Mais les problèmes de “payer-pour-démarrer” ne sont qu’une partie des pressions auxquelles les opérateurs de mobilité partagée font face au quotidien. Le vol, le sabotage, les déplacements non autorisés, le respect des limites de vitesse, la gestion de la batterie et les réglementations spécifiques à chaque ville ajoutent tous leur part de chaos opérationnel. Chaque nouvelle ville apporte des exigences de reporting différentes. Chaque nouveau flux de travail introduit davantage d’alertes, de nouvelles dépendances et plus de risques que des systèmes non liés interfèrent soudainement les uns avec les autres.

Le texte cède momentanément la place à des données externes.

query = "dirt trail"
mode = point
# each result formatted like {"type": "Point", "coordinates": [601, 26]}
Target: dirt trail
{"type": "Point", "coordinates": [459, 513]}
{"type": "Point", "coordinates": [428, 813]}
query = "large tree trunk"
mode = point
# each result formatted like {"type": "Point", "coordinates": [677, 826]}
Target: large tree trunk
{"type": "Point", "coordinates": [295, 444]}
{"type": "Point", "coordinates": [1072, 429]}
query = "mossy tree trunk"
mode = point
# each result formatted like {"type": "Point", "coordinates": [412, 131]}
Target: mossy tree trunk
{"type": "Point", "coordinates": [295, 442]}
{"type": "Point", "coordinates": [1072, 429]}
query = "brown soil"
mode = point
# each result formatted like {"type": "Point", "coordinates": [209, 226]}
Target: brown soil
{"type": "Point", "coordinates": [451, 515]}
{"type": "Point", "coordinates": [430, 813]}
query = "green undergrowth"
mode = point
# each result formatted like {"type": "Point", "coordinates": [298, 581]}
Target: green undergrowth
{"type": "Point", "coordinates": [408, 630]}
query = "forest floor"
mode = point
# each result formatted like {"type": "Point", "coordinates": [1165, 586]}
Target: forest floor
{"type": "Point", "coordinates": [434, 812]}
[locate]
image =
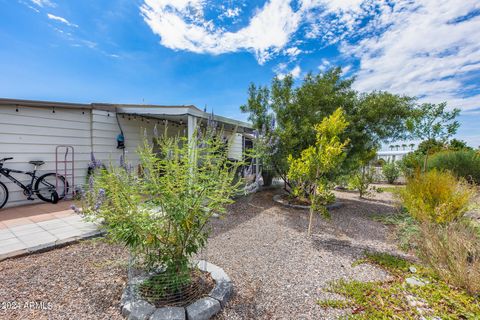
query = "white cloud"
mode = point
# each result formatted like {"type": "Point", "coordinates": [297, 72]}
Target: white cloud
{"type": "Point", "coordinates": [292, 51]}
{"type": "Point", "coordinates": [232, 13]}
{"type": "Point", "coordinates": [424, 48]}
{"type": "Point", "coordinates": [181, 25]}
{"type": "Point", "coordinates": [62, 20]}
{"type": "Point", "coordinates": [423, 52]}
{"type": "Point", "coordinates": [281, 71]}
{"type": "Point", "coordinates": [43, 3]}
{"type": "Point", "coordinates": [324, 65]}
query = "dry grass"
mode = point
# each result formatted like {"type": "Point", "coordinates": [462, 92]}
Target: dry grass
{"type": "Point", "coordinates": [437, 196]}
{"type": "Point", "coordinates": [453, 251]}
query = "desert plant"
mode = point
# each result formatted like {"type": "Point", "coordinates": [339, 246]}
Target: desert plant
{"type": "Point", "coordinates": [310, 171]}
{"type": "Point", "coordinates": [436, 196]}
{"type": "Point", "coordinates": [361, 180]}
{"type": "Point", "coordinates": [391, 172]}
{"type": "Point", "coordinates": [162, 214]}
{"type": "Point", "coordinates": [453, 251]}
{"type": "Point", "coordinates": [410, 164]}
{"type": "Point", "coordinates": [463, 163]}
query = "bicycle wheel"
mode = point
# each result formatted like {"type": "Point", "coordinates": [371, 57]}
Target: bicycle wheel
{"type": "Point", "coordinates": [3, 195]}
{"type": "Point", "coordinates": [47, 184]}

Gérer une flotte de 200 trottinettes électriques, bien que ce ne soit pas une tâche triviale, semble encore assez gérable.

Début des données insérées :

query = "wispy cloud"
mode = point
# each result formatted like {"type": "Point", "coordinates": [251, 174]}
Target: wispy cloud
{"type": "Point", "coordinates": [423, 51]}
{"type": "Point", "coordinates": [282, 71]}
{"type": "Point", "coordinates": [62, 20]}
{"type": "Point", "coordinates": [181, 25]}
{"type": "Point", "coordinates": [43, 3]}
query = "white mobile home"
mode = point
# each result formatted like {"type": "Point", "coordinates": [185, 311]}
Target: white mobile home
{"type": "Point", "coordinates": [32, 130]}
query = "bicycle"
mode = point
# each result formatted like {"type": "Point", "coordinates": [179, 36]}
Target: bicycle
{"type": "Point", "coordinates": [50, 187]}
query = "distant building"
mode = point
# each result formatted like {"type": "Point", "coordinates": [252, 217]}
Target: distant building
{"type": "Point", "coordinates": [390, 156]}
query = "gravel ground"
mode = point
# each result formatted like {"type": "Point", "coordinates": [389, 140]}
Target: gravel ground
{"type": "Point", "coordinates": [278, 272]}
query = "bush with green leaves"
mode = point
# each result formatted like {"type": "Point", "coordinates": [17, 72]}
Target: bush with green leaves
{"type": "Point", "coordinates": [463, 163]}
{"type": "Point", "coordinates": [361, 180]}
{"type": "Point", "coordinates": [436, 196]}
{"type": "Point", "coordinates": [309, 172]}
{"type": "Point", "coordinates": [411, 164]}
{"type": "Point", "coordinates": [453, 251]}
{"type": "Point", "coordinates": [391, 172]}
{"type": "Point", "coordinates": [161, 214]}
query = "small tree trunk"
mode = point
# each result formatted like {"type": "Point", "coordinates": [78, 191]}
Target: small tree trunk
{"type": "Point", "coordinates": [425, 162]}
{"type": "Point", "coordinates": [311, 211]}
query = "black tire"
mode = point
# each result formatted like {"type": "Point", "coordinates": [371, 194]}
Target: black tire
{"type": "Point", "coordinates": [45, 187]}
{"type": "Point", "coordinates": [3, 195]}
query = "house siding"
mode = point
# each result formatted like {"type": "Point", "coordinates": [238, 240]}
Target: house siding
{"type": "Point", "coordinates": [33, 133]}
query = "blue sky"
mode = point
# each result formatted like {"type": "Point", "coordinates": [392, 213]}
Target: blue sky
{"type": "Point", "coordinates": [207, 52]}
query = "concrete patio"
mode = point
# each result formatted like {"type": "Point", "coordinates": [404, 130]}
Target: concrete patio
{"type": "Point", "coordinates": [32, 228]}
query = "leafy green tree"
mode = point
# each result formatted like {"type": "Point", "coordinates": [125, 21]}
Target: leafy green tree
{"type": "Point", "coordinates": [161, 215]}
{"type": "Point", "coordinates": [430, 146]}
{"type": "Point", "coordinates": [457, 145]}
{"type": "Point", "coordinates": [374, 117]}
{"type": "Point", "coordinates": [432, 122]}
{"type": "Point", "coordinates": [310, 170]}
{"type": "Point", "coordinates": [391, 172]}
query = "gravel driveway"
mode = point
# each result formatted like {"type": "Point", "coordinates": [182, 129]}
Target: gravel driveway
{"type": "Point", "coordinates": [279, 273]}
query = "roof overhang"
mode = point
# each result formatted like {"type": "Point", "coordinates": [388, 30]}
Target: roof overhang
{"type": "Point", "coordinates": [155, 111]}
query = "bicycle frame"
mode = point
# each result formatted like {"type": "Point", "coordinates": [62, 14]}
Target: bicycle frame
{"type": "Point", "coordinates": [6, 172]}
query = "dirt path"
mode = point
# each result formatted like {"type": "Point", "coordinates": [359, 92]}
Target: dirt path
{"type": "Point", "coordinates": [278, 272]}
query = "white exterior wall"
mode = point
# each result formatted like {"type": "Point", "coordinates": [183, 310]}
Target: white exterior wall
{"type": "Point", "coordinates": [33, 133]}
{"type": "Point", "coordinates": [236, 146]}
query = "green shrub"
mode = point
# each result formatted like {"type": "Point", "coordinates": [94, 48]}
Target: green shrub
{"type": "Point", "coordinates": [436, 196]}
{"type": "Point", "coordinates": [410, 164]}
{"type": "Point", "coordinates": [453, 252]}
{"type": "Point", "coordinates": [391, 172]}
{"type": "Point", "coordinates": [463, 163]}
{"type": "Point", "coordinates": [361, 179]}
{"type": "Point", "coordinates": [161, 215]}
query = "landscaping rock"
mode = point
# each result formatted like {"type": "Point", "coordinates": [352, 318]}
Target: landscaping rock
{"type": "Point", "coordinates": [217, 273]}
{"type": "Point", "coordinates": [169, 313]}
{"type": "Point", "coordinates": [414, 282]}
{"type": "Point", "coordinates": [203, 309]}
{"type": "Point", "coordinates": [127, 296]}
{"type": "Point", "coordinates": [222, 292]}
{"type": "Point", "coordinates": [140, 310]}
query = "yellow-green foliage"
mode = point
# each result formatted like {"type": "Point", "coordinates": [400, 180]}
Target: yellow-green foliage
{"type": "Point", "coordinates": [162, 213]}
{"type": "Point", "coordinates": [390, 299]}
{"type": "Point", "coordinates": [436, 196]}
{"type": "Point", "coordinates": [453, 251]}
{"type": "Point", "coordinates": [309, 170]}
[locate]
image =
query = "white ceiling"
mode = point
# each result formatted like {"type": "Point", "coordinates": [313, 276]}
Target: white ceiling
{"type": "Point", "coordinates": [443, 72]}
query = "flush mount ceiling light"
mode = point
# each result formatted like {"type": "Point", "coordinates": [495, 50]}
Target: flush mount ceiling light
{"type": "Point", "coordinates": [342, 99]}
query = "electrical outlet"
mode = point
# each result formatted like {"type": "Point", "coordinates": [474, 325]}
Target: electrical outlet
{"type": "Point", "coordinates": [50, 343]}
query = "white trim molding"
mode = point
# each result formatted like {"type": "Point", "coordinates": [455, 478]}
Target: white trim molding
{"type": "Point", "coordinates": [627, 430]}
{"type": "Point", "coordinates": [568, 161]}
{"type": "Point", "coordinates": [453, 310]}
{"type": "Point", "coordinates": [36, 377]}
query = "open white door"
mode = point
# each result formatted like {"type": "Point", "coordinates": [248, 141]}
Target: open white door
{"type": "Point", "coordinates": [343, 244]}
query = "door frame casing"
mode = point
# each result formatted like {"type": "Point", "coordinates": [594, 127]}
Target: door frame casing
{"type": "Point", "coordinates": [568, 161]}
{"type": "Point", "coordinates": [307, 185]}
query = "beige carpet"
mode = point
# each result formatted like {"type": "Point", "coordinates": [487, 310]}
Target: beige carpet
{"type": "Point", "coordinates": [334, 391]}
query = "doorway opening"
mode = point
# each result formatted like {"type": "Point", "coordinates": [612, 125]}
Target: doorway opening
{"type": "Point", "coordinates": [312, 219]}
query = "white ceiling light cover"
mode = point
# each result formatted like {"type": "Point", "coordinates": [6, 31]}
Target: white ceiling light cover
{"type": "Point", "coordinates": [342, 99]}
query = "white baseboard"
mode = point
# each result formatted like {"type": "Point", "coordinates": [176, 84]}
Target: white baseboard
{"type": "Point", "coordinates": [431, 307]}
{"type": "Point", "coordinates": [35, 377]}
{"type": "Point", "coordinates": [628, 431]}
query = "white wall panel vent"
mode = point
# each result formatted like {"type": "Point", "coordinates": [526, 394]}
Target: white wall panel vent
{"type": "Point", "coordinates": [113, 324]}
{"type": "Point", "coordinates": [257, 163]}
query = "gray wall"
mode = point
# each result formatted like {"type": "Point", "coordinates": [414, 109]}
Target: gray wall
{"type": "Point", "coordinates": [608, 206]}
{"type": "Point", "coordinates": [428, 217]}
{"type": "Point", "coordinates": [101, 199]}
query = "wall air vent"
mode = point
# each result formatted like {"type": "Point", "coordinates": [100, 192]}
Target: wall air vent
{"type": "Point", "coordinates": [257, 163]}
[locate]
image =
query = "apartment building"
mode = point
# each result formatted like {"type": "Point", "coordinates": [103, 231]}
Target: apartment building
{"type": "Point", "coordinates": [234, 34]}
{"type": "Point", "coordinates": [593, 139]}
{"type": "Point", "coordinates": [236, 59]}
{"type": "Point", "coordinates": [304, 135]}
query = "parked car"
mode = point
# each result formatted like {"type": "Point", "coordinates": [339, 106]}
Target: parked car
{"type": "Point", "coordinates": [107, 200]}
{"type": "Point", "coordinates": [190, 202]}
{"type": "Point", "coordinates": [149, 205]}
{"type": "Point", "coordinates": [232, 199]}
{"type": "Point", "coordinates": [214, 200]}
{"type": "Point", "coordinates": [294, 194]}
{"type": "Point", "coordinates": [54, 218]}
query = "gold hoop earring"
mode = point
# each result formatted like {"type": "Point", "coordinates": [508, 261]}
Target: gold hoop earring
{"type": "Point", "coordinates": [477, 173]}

Faire passer l’échelle à 2 000 trottinettes réparties dans plusieurs villes, équipes et règles opérationnelles revient à coordonner plusieurs systèmes qui se chevauchent, tandis que les incidents, alertes et mises à jour de flux de travail ne cessent d’apparaître en urgence.
« Tout va bien » © KC Green
C’est exactement la situation à laquelle un opérateur de mobilité partagée a fait face lorsque sa flotte s’est agrandie. Les flux de paiement, le suivi de la conformité, les alertes de sécurité et les automatisations de maintenance sont progressivement devenus difficiles à gérer dans un flux opérationnel unique.
Mais examinons cela plus en détail.
Étude de cas : automatiser l’exploitation de trottinettes électriques en libre-service
Un opérateur de mobilité partagée européen a d’abord abordé le problème sous l’angle de l’expérience utilisateur.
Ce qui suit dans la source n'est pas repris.